Muni bonds face downgrade

Sounds like Moody's is tired of being the poster child for missing the housing bubble. I think they want to make sure they aware of any seismic shifts in the economy and putting every local government in the US on creditwatch is one way to stay in front of the curve.

"Moody’s Investors Service assigned a negative outlook to the creditworthiness of all local governments in the United States, the agency said Tuesday, the first time it had ever issued such a blanket report on municipalities.

The report signaled how severely the economic downturn was affecting towns, counties and school districts across the nation.

The report suggests that the ratings of many governments could be downgraded in the coming months, something that would make it more expensive for them to borrow money to finance their operations.

In a special report made public on Tuesday, the agency cited revenues that are falling almost everywhere as a result of the economic downturn. But it also discussed the problems some municipalities had created for themselves by using complex financial products that seemed to be saving money at first, only to send costs soaring during the credit crisis.

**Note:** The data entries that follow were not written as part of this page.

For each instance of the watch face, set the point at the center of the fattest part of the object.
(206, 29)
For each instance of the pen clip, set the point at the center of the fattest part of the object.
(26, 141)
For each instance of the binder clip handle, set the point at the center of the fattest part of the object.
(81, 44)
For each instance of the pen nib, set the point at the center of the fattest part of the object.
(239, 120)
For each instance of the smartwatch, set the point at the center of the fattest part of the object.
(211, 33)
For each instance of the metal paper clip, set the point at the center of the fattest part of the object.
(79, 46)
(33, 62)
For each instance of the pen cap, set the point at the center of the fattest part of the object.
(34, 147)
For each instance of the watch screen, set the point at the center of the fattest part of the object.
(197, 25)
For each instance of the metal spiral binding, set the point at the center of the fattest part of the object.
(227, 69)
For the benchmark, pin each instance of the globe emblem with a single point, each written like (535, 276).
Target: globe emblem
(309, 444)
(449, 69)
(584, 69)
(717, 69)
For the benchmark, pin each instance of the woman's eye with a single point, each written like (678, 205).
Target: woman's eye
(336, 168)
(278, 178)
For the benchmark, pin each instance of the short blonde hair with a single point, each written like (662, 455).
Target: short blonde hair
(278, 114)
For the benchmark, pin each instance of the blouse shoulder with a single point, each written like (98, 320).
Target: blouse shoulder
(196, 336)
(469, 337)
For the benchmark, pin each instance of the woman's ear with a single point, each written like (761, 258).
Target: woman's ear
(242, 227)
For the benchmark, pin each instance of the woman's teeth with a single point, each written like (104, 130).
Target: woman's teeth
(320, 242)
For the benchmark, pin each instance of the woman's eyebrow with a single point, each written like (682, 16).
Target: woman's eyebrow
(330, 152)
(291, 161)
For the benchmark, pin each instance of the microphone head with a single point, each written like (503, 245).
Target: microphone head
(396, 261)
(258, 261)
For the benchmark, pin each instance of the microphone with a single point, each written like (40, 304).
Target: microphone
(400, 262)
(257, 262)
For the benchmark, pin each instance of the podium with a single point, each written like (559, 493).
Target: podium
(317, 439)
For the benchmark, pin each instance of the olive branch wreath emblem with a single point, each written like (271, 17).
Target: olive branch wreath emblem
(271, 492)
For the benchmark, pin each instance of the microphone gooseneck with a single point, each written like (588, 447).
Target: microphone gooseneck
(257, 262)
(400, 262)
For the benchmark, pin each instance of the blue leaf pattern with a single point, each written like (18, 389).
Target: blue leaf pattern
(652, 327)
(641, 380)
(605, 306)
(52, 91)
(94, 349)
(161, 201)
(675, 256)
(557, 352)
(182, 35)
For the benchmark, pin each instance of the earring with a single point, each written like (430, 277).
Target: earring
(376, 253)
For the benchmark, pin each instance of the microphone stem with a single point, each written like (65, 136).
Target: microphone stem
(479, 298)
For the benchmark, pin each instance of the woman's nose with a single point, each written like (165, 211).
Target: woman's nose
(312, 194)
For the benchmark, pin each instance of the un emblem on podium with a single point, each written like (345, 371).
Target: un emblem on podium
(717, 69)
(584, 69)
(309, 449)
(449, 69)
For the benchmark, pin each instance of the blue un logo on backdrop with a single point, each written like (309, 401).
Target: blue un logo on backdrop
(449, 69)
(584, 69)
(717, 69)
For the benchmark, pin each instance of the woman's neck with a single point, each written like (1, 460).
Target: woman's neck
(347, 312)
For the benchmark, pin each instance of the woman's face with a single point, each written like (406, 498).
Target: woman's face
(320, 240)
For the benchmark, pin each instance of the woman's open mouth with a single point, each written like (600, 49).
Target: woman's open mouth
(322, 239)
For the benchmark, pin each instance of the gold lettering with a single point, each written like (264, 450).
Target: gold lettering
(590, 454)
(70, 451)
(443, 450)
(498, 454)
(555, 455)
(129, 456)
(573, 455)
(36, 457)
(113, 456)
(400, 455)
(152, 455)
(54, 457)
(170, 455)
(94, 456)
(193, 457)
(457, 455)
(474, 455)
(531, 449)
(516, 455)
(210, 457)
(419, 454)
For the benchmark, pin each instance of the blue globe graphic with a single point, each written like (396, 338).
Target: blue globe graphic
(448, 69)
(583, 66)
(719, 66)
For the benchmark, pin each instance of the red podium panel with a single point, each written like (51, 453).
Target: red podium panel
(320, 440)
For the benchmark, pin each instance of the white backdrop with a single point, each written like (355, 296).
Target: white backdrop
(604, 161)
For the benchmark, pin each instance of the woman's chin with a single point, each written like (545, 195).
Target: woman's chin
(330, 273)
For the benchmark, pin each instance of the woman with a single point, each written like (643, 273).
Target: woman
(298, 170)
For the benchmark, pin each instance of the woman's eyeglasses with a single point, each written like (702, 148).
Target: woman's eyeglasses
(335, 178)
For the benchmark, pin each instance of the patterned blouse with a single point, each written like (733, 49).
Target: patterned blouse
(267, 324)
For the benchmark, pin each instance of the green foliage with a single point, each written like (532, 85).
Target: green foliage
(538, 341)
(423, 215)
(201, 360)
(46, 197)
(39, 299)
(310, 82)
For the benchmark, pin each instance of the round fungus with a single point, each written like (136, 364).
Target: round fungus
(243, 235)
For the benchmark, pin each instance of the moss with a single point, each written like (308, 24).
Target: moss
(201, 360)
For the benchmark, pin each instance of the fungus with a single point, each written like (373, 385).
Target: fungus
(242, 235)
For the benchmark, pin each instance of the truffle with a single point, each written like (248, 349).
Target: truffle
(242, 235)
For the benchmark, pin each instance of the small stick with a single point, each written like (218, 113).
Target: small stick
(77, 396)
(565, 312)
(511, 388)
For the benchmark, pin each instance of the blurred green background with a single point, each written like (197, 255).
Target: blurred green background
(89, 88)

In former boom states like California and Florida, the sharp decline in housing prices is translating into falling property-tax revenue, while in towns in Michigan, Indiana and Ohio, revenues are off because of the collapse of the auto industry. Many local governments in New York, New Jersey and Connecticut will lose significant revenue because they rely on the banking and financial services sectors for their tax bases. Moody’s said any municipality relying heavily on tourism, gambling or manufacturing was probably at risk of feeling a pinch.

(Since many of my readers are in Upstate NY - Think about how many factors are waying on NY - falling housing prices downstate, industries leaving upstate, Wall Street's problems lead to lower tax revenues, etc, etc. It's not a pretty picture for NYS).

“Taxpayers, worried about their own financial condition, are more resistant than ever to increasing property or other local taxes,” the report observed.

Fed Chairman Bernanke suggested that instead, Congress could consider setting up some other form of assistance for municipalities unable to restructure or refinance their debt, like a federal bond reinsurance program."

A few months ago I suggested that we've become a Bailout Nation and watch for bailouts coming for life insurance (check), housing (check), credit card companies (not yet) and even local municipalities (not yet, but Chairman Bernanke seemed to be suggesting a bailout for municipalities).